紙本着色椎尾八幡宮縁起(文明十五年書写)  付 紙本着色椎尾八幡宮縁起(貞享四年書写)

市13-2紙本着色椎尾八幡宮縁起
市13-1紙本着色椎尾八幡宮縁起
種別(指定区分)
絵画(市指定有形文化財)
員数
二巻
指定年月日
昭和58年(1983)11月12日
所有者等
宗教法人 椎尾八幡宮
所在地
岩国市角65

巻子仕立て。

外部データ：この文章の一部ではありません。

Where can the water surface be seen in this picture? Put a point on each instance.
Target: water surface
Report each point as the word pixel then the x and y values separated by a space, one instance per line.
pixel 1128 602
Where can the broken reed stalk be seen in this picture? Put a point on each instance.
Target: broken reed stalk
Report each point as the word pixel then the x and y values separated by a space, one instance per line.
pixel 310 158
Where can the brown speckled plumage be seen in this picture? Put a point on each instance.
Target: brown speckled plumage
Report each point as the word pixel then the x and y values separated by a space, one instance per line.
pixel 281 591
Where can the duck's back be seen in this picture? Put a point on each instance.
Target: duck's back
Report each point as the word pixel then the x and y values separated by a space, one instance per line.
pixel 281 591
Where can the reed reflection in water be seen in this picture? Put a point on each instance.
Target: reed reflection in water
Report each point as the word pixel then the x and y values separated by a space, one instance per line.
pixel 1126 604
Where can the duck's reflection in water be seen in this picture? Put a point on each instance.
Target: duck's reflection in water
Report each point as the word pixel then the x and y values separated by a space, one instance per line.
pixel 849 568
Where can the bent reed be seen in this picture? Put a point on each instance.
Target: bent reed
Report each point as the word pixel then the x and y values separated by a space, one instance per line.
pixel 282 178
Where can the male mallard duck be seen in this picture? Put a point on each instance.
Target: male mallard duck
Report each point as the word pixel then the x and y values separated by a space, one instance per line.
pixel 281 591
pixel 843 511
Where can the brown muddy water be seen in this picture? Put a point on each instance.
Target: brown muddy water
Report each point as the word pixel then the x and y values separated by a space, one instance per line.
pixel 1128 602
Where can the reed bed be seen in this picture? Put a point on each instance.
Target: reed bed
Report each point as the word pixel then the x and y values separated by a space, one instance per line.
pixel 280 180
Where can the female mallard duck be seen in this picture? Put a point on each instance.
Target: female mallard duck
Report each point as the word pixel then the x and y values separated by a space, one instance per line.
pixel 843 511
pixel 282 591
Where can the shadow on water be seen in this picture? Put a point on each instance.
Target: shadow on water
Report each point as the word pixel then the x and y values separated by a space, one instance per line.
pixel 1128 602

上下2巻からなる。

椎尾八幡宮は平家の家人であった岩国氏一族に関係する神社とみられ、暦応3年(1340)や永享11年(1439)の棟札には岩国氏一族の名がみられる。

縁起は文明15年(1483)に描かれて、八幡宮に奉納されたものであり、縁起の奥書(奥付)には、八幡宮が所在する河内郷の豪族とみられる行宗次郎右衛門尉(ゆきむねじろうえもんい)が願主となり、祖生郷の渡辺左近将監毘(わたなべさこんしょうげんび)に絵を描かせ、小周防白石の神代部了重(こうじろべりょうじゅう)には詞書をもらい奉納したと書かれている。このように願主、絵師、筆者の名前や時期が明らかになっているものは貴重である。

また、付の貞享4年(1687)の縁起は、文明15年のものを書写したもので、こちらも江戸時代の八幡縁起の書写の状況がわかる資料として重要である。